Не на прогулку шел — на эшафот.
А рядом с ним растерянный раввин
Шептал молитву, рвение утроив.
Топор сказал: «И раб, и господин
С утра пришли глазеть на двух изгоев:
Разбойника на казнь ведет раввин!
А я просил тебя совсем не вдруг
Идти со мною — милосердье свято.
Отверженный отверженному — друг,
А твой народ отвергнут был когда-то.
И я просил тебя совсем не вдруг...»
На Пасху через год пришла беда.
Вином разгоряченная немало
Текла толпа — не черная вода —
По улицам еврейского квартала.
На Пасху через год пришла беда.
Но кто-то вдруг толпу остановил,
На площадь сделал шаг из-за ограды.
И вид его погромщиков смутил.
Он прохрипел: «Неужто мне не рады?»
Горящим взором их остановил.
И кто-то крикнул: «Это же Топор!
Повешенный грабитель и убийца!..»
И сразу смолк нестройный пьяный хор,
Смертельной белизной покрылись лица.
То Гѝссель был, по прозвищу Топор.
Спокойным мог остаться лишь слепец,
Страшней картину видел кто едва ли.
Он гнал толпу — так гонит волк овец,
В пустых глазницах угли полыхали.
Спокойным мог остаться лишь слепец...
В воротах гетто молча встал Топор,
Глядел вокруг кровавыми глазами.
Тяжелый, будто сель с окрестных гор,
Сошел туман — и овладел умами.
Стоял недвижно висельник Топор...
С тех пор прошло четыре сотни лет.
Предания утрачивают силу.
Давным-давно истлел его скелет,
Но и сейчас покажут вам могилу,
Где он лежал четыре сотни лет.
И над могилой этой нет креста,
Надгробие разбито, стерто имя.
И, говорят, она давно пуста,
Легендами окутана иными —
Разбитая могила без креста...
Дамиан Гиссель — знаменитый европейский грабитель начала XVII века.
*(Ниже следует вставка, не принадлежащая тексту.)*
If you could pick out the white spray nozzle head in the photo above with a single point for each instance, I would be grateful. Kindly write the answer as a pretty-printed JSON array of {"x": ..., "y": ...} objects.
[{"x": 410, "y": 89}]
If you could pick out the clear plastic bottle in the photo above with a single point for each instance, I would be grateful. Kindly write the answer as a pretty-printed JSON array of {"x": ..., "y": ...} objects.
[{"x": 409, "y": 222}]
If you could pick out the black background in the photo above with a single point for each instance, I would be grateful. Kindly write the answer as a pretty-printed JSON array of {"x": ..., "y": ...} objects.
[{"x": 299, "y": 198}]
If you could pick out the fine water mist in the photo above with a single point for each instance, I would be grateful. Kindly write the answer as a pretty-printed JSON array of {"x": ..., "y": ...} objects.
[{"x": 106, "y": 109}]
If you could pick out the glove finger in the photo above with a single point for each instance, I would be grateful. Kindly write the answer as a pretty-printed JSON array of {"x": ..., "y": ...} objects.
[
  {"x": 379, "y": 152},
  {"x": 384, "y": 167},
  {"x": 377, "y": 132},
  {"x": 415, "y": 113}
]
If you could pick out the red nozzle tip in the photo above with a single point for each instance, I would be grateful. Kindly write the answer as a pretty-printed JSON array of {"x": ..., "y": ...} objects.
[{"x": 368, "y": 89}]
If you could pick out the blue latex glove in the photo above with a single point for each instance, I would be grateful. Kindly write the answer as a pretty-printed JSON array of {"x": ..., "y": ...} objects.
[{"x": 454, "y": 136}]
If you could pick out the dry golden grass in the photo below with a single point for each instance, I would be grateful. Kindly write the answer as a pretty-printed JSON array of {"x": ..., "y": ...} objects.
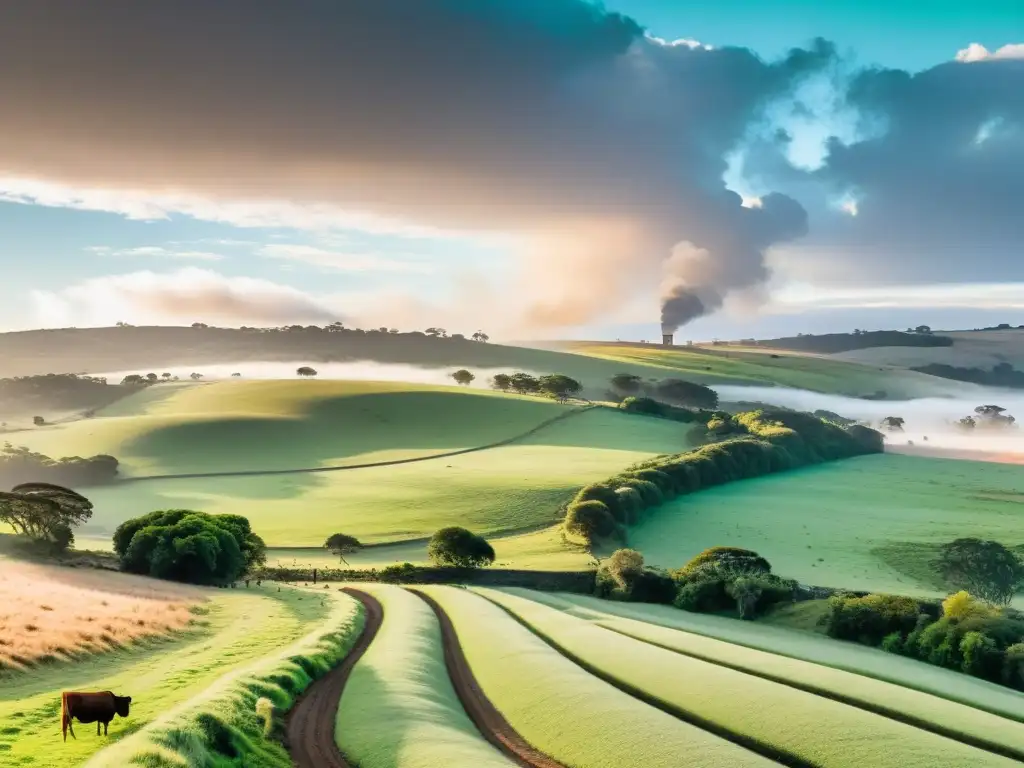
[{"x": 51, "y": 613}]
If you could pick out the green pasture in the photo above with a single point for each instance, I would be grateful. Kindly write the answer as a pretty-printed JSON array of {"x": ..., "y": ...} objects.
[
  {"x": 860, "y": 659},
  {"x": 499, "y": 491},
  {"x": 564, "y": 711},
  {"x": 724, "y": 366},
  {"x": 398, "y": 709},
  {"x": 922, "y": 710},
  {"x": 776, "y": 718},
  {"x": 182, "y": 735},
  {"x": 242, "y": 627},
  {"x": 850, "y": 523},
  {"x": 266, "y": 425}
]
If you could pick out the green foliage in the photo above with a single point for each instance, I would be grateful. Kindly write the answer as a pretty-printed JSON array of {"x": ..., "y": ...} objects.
[
  {"x": 341, "y": 545},
  {"x": 590, "y": 520},
  {"x": 726, "y": 558},
  {"x": 985, "y": 568},
  {"x": 871, "y": 617},
  {"x": 459, "y": 548},
  {"x": 559, "y": 386},
  {"x": 182, "y": 545}
]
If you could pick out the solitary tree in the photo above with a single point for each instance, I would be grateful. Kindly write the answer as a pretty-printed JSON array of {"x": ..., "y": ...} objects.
[
  {"x": 626, "y": 383},
  {"x": 893, "y": 423},
  {"x": 559, "y": 386},
  {"x": 459, "y": 548},
  {"x": 342, "y": 544},
  {"x": 985, "y": 568}
]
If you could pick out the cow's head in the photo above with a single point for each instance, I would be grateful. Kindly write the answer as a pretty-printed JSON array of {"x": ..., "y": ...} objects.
[{"x": 121, "y": 705}]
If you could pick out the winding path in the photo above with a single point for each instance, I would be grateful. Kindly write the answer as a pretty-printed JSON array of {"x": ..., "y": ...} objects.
[
  {"x": 488, "y": 720},
  {"x": 310, "y": 724},
  {"x": 343, "y": 467}
]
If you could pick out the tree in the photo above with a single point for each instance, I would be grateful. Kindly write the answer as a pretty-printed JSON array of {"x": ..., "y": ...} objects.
[
  {"x": 625, "y": 566},
  {"x": 183, "y": 545},
  {"x": 590, "y": 520},
  {"x": 44, "y": 512},
  {"x": 985, "y": 568},
  {"x": 559, "y": 386},
  {"x": 893, "y": 423},
  {"x": 342, "y": 544},
  {"x": 523, "y": 383},
  {"x": 459, "y": 548},
  {"x": 686, "y": 393},
  {"x": 626, "y": 383}
]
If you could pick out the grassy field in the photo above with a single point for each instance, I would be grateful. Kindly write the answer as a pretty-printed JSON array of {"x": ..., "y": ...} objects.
[
  {"x": 860, "y": 659},
  {"x": 494, "y": 492},
  {"x": 847, "y": 523},
  {"x": 565, "y": 712},
  {"x": 769, "y": 716},
  {"x": 398, "y": 708},
  {"x": 183, "y": 734},
  {"x": 725, "y": 366},
  {"x": 922, "y": 710},
  {"x": 49, "y": 613},
  {"x": 241, "y": 628}
]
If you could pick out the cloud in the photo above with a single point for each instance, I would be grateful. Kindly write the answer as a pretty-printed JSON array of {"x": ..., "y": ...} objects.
[
  {"x": 978, "y": 52},
  {"x": 541, "y": 118},
  {"x": 155, "y": 251},
  {"x": 187, "y": 295},
  {"x": 344, "y": 261}
]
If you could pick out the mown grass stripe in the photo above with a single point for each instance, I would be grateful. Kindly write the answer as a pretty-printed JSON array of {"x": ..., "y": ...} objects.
[
  {"x": 901, "y": 717},
  {"x": 767, "y": 751}
]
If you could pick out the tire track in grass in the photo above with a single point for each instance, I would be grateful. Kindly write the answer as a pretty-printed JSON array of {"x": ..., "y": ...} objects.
[
  {"x": 311, "y": 722},
  {"x": 484, "y": 715},
  {"x": 876, "y": 709},
  {"x": 778, "y": 756}
]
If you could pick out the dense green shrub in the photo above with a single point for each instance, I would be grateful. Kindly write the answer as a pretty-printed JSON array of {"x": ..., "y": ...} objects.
[
  {"x": 182, "y": 545},
  {"x": 590, "y": 520},
  {"x": 459, "y": 548},
  {"x": 870, "y": 619}
]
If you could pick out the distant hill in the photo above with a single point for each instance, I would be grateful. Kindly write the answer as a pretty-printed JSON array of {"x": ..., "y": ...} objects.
[{"x": 836, "y": 343}]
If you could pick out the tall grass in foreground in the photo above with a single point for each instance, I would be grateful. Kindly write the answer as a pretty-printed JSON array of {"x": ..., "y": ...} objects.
[
  {"x": 237, "y": 721},
  {"x": 564, "y": 711},
  {"x": 50, "y": 613},
  {"x": 399, "y": 709},
  {"x": 769, "y": 717}
]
В молодости учился в семинарии, изучал богословие, но затем избрал иную карьеру и возглавил многочисленную банду грабителей. Был в конце концов изловлен, судим и приговорен к повешению. Он отказался от священника, но потребовал, чтобы на эшафот его сопровождал местный раввин.
Жил в местечке бедный Файвел, запивал водой капусту.
Жить старался по закону, не греша.
А на полке было пусто, и в котле совсем негусто,
И давно уже в кармане — ни гроша.
И жена его пилила: «Толку нет от строгих правил!
Кипяток пустой хлебаем на обед.
Ничего ты не умеешь — посмотрел бы, что ли, Файвел,
Как живет и процветает наш сосед!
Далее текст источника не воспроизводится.